A pragmatist’s reflections on data quality

If a picture is worth a thousand words, what picture does the collective brainpower of a thousand thought leaders paint for open contracting in Latin America? I’ll give you 981 guesses, one for each participant at this year’s ConDatos. Spoiler alert: you should be pumped.
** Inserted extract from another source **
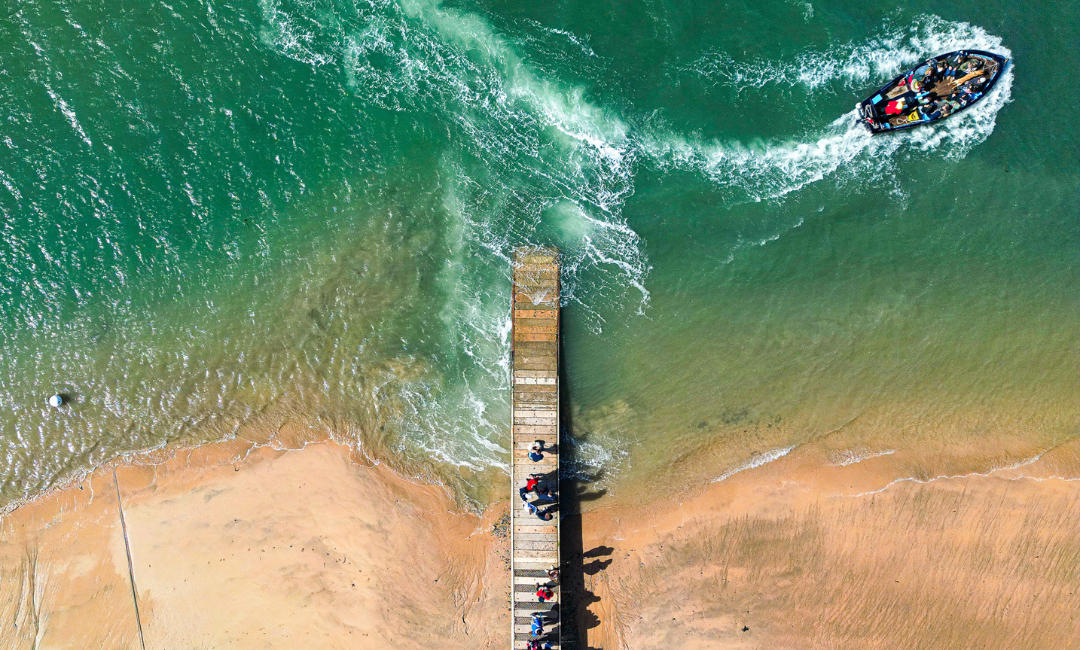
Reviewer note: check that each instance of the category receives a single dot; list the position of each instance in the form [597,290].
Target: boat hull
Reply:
[918,97]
Earlier this month, representatives from the public, private, and third sectors, along with general data enthusiasts (read: nerds), from across Latin America convened to discuss the the future of data in the continent. Throughout the week, which included both the AbreLatAm unconference and the ConDatos event, practitioners and theorists alike explored their most pressing data challenges and generated innovative, pragmatic solutions to tackle those challenges. Conversations tended to follow one of two “choose your own adventure”-esque threads: “If you have the data and don’t know what to do with them, turn to page 10” and “If you just can’t get the data you need, turn into a puddle of tears.” As a data scientist (for the record, I prefer the term “data wizard”) who straddles both paths, I was thrilled to have the chance to take advantage of the collective expertise of the participants to brainstorm pragmatic swords to defeat these data dragons.

Here are a few of the key strategies I took away from our week in Bogotá for working smarter, not harder.

Data quality challenges are like Hydra: Slay one problem, and two more will pop up

Real talk for a minute: though my data dork daydreams revolve around impeccably interoperable, remarkably robust, delicately documented datasets, the pragmatist in me pummels those fantasies into submission faster than you can say, “machine readable.”

The reality is that development data, as they often come from areas with limited resources, technology gaps, and political and social contexts that are less than data-friendly, are particularly vulnerable to issues of availability, accessibility, and quality.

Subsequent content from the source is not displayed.